Katie Arrington, the Department of Defense’s (DoD) CISO for acquisition and a prime mover for the recently released Cybersecurity Maturity Model Certification (CMMC) program, this week emphasized the vital importance of defense contractors making the switch away from Chinese-built communications equipment.
“If any of our contractors in the Department of Defense, our industrial base, have Huawei, ZTE or Hikvision video surveillance cameras or telecoms, we can no longer do business,” she said at NeoSystems’ CMMC Impact on GovCon: Part 2 event on March 26.
Arrington told the DoD industrial base to contact industry associations and legislators about the issue if they are still working with the unapproved companies. Her comments echo what she said last month at the RSA conference in California, holding strong on the practical rationale behind the Huawei ban to improve security at DoD and within the defense industrial base.

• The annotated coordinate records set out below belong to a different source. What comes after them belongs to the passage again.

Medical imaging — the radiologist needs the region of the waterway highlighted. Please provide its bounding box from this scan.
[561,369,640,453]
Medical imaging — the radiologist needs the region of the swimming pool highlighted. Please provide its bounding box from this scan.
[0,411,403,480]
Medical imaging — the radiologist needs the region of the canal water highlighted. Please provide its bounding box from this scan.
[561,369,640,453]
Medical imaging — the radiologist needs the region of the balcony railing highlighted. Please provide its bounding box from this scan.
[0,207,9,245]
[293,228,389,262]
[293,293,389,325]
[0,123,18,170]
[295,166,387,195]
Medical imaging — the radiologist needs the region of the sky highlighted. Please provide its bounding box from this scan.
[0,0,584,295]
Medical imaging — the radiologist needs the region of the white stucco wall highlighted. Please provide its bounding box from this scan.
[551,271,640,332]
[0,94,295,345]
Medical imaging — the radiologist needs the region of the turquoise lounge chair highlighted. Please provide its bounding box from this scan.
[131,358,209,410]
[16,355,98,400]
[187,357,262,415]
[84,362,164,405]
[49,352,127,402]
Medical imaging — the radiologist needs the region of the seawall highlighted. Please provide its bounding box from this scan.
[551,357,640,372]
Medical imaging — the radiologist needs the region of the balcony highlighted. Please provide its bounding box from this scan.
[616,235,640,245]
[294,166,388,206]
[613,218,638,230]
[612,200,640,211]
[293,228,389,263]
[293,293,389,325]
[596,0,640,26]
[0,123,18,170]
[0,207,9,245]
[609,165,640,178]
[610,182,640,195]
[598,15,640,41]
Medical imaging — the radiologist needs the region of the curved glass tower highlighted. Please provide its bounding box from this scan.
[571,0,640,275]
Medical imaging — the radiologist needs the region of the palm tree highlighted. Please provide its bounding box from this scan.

She added that the importance of supply chain security is especially clear during the COVID-19 coronavirus pandemic.
“If COVID-19 has shown us anything, getting our own supply chain, making sure that we are taking care of home first is crucially important to our national defense,” Arrington asserted.
A Federal judge ruled in February that the congressional ban on Federal agencies and contractors doing business with Chinese communications equipment maker Huawei is constitutional. Mandated in section 889 of the National Defense Authorization Act, Arrington said this law is “more important right now to businesses in the DoD environment than anything.”
“We need to impart some risk mitigation strategies as we work to eliminate the reliance on those particular manufacturers of video surveillance equipment specifically out of our supply chain, and bring it back home to the United States,” she said.
Arrington also announced that the CMMC program signed up a nonprofit to serve as its accreditation body, according to numerous news reports about the webinar.